Bobibos, sebagai bahan bakar nabati berbasis jerami, tidak termasuk kategori Migas, melainkan Energi Baru Terbarukan (EBT). “Belum ada parameter biogasologi di regulasi. Ini yang kita tunggu dari ESDM,” kata Ikhlas.
Ia menyebut proses regulasi bisa memakan dua tahun jika mengikuti alur normal, namun dapat dipercepat menjadi sekitar delapan bulan.
Ikhlas menjelaskan bahwa jerami dipilih karena jumlahnya berlimpah dan sering kali tidak dimanfaatkan.
Dari satu hektar sawah, kata dia, bisa dihasilkan sekitar 9 ton jerami, sementara yang dipakai untuk pakan hanya setengahnya. “Sisanya sering dibakar. Dari proses kami, hasilnya justru bisa jadi pakan juga—untuk sapi, ayam, sampai ikan,” katanya.
Isu ini sejalan dengan pandangan Dedi Mulyadi (KDM) yang kerap mendorong pemanfaatan jerami sebagai sumber ekonomi baru bagi desa.

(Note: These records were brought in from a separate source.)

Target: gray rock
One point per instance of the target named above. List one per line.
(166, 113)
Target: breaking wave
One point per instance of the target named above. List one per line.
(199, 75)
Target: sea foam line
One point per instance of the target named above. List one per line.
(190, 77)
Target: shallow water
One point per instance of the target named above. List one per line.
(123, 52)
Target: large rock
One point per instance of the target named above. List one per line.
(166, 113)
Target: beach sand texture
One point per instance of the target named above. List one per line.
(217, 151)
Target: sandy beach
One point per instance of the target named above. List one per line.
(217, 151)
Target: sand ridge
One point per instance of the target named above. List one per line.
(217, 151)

Pemanfaatan jerami sebagai energi disebut dapat menjadi alternatif pendapatan tambahan bagi petani.
Kepala Organisasi Riset Energi dan Manufaktur BRIN, Cuk Supriyadi Ali Nandar, menilai bahwa secara teori jerami memang dapat dikonversi menjadi bahan bakar.
BRIN pun pernah melakukan riset serupa pada 2015–2016, meski masih skala laboratorium dan mengalami kendala teknis.

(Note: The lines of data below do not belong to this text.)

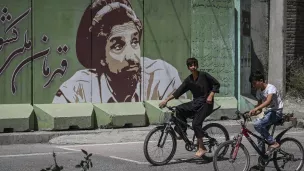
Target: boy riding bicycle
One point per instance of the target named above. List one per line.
(269, 97)
(203, 87)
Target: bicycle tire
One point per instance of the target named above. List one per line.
(168, 159)
(275, 162)
(223, 129)
(227, 143)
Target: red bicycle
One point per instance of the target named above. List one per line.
(280, 154)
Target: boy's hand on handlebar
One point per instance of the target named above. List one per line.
(252, 112)
(162, 104)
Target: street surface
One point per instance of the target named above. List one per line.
(127, 156)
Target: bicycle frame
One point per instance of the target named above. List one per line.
(246, 132)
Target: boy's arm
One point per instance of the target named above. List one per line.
(261, 105)
(177, 93)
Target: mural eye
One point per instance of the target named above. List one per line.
(134, 42)
(117, 46)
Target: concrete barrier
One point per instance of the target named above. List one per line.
(155, 114)
(64, 116)
(16, 117)
(113, 115)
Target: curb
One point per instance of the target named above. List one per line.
(232, 126)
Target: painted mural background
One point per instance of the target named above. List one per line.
(64, 51)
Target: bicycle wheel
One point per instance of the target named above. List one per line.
(288, 154)
(219, 157)
(216, 139)
(159, 141)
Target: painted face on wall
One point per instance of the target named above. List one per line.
(122, 53)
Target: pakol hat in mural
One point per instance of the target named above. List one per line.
(95, 25)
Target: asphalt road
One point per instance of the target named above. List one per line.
(126, 156)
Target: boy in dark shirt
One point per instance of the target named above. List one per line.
(203, 87)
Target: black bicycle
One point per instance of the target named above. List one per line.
(276, 156)
(166, 129)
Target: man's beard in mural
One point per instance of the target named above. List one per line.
(124, 83)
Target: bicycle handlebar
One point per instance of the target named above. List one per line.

“Secara teori, jerami memang bisa dikonversi menjadi bahan bakar. Kami juga pernah meneliti pemanfaatannya menjadi etanol, tetapi tantangannya cukup besar, mulai dari rendemen yang rendah hingga kebutuhan teknologi pre-treatment yang masih mahal,” ujar Cuk.
“Setelah menjadi bahan bakar, produk tersebut juga harus memenuhi standar nasional maupun internasional dan diuji langsung di engine,” lanjutnya.
Ia menambahkan bahwa BRIN siap mendampingi proses verifikasi dan validasi apabila data teknis yang lengkap dapat disampaikan.
Menunggu Pembuktian Lapangan
Dengan klaim performa yang cukup besar, kesiapan Bobibos menjalani uji coba terbuka menjadi langkah penting untuk membuktikan efektivitas bahan bakar berbasis jerami tersebut.
Namun, verifikasi ilmiah dan regulasi tetap menjadi tahap yang wajib dilalui sebelum dapat beredar secara komersial.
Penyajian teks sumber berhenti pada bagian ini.